Het is best een tijdje geleden dat ik dit las, maar wat ik me er vooral van herinner is dat het heel droog en heel grappig was. Tenenkrommend en sarcastisch, net als, jawel: Grunberg. Judy Westerveld was – en is – een behoorlijk onbekende auteur. Na dit boek publiceerde zij nog een boek (Strak plan, vond ik ook leuk) en daarna bleef het stil. Jammer, want wat mij betreft had ze best een groter podium verdiend. Daarom in mijn top 6 ook een plek voor deze underdog!
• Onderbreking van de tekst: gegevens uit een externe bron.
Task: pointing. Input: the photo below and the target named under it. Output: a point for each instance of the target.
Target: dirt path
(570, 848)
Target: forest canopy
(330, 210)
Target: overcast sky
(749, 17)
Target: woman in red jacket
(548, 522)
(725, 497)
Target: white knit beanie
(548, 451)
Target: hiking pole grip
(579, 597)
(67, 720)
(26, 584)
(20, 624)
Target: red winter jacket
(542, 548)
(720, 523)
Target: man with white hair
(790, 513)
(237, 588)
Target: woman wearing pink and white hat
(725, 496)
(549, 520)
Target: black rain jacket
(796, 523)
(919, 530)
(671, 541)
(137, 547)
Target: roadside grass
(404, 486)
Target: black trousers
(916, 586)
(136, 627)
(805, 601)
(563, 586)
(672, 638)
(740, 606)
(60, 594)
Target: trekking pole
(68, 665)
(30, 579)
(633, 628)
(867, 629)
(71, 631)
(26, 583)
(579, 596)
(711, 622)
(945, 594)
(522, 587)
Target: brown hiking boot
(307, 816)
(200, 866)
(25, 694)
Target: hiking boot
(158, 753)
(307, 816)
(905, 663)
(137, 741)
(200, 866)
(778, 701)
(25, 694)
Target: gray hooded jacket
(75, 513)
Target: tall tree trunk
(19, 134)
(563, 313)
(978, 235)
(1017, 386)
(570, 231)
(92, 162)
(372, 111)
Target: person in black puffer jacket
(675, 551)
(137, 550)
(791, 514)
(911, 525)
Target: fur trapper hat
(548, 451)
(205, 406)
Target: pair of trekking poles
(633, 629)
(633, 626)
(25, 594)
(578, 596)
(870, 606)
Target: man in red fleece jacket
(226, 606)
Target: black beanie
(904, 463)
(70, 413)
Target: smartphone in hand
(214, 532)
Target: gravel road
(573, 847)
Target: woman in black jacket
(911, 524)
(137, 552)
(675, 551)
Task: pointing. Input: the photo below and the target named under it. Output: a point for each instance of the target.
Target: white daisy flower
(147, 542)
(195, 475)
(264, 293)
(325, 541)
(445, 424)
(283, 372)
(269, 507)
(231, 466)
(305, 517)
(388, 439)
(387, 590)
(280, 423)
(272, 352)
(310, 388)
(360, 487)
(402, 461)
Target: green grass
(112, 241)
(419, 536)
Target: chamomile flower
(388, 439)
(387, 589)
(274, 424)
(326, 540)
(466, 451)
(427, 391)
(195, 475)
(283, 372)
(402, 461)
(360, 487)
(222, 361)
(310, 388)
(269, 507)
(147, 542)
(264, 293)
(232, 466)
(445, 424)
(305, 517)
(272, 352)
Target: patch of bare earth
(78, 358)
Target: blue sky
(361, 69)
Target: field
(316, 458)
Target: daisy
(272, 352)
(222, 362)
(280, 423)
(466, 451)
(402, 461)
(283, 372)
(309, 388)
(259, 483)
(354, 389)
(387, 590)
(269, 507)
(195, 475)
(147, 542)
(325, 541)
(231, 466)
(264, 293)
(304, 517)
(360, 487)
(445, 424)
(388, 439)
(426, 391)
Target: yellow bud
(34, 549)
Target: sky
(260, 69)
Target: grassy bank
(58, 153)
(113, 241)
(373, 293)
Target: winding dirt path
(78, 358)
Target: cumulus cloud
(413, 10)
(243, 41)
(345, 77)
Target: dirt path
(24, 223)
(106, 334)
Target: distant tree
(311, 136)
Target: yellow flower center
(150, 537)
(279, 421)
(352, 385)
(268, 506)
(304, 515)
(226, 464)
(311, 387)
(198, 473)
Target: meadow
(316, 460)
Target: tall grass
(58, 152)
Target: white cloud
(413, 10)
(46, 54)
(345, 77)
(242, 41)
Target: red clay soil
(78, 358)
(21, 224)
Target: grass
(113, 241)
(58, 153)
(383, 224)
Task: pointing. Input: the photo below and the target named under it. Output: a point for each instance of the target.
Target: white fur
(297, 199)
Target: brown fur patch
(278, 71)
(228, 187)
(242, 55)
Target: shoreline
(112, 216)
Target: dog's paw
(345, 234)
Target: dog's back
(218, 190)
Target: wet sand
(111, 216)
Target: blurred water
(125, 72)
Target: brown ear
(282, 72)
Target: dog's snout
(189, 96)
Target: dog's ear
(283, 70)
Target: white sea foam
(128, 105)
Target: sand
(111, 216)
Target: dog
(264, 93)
4. Thomas Heerma van Voss – Condities

Dit is best een leuk verhaal. Ik recenseerde (lang, lang geleden) het debuut van Thomas, De allestafel. Een goed en dun boekje, ideaal om kennis met hem te maken. Daarna interviewde ik hem erover en sindsdien zijn we vrienden. Inmiddels, jaren later, is hij een succesvolle schrijver, wat ik hem natuurlijk van harte gun én wat hij verdient, want hij schrijft erg goede boeken.
Dit neigt natuurlijk enorm naar vriendjespolitiek, dat is het niet. Ook als ik hem niet (persoonlijk) zou kennen, zou ik zijn (fictie) boeken hebben willen lezen. Ik vond vrijwel al zijn romans goed, maar de beste toch wel de meest recente: Condities.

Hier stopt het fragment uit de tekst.